| 要旨トップ | 目次 | | 日本生態学会第70回全国大会 (2023年3月、仙台) 講演要旨 ESJ70 Abstract |
一般講演(ポスター発表) P2-114 (Poster presentation)
離島環境は本土と比較し,種子分散,花粉分散が極度に限定される。訪花昆虫もまた限定的でそのため交配様式の分化が起こっている植物の研究がなされてきた。特に伊豆諸島は本土に比較的近いにも関わらず本土と陸続きになったことのない海洋島であり固有分類群や固有種において自殖性の進化が引き起こされている植物での報告がされてきた。キキョウ科ツリガネニンジンでは日本列島に広く分布する広域分布種の1つで伊豆諸島では三宅島・御蔵島まで標本報告がある。本植物は本土では夜間の鱗翅目を訪花昆虫として利用しているのと異なり,三宅島では昼閒の膜翅目を利用するという訪花昆虫相シフトが起こっている。この訪花昆虫相シフトはその報酬とする蜜の分泌パターンや訪花昆虫を引きつける外部形態へ影響を与えていると考えられ,このような形質に本土と伊豆諸島の島嶼間で分化が起こっているのか検証を行った。調査は伊豆半島(細野,爪木崎),伊豆諸島(伊豆大島,三宅島)の4集団で2017年から2022年に行い,蜜分泌特性(蜜分泌パターン,蜜分泌量,花蜜濃度,花蜜組成),外部形態の比較を行った。

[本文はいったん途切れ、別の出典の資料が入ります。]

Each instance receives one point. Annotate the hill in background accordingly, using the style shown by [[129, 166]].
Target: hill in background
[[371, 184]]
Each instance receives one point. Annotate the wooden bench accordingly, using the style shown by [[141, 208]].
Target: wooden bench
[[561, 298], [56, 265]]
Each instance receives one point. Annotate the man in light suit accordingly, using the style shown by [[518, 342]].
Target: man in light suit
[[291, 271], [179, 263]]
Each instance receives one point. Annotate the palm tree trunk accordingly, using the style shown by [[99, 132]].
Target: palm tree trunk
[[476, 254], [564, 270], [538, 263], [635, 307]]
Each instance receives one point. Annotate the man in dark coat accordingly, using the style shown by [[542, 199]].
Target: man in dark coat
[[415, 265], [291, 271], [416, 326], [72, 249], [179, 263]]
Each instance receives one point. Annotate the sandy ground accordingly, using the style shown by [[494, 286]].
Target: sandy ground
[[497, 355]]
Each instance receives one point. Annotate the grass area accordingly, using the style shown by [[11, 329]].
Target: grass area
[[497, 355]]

その結果,本土2集団および伊豆大島集団では,花蜜は昼閒はほとんど分泌されず,夜間に著しく分泌されたのとは異なり三宅島集団では昼閒(午後)に分泌され深夜にはほとんど分泌されないという特異性が認められた。また三宅島と他の3集団間には蜜の濃度,蜜の糖組成には分化がみられなかったが,1日あたりの分泌量には違いが認められた。三宅島は形態的には花サイズにかかわらず花盤長が他の集団より有意に短いという違いが明らかになった。これらのことから訪花昆虫相の夜間訪花昆虫から昼間訪花昆虫へのシフトは蜜分泌特性やそれに関わる形態の分化と対応しているものと考えられる。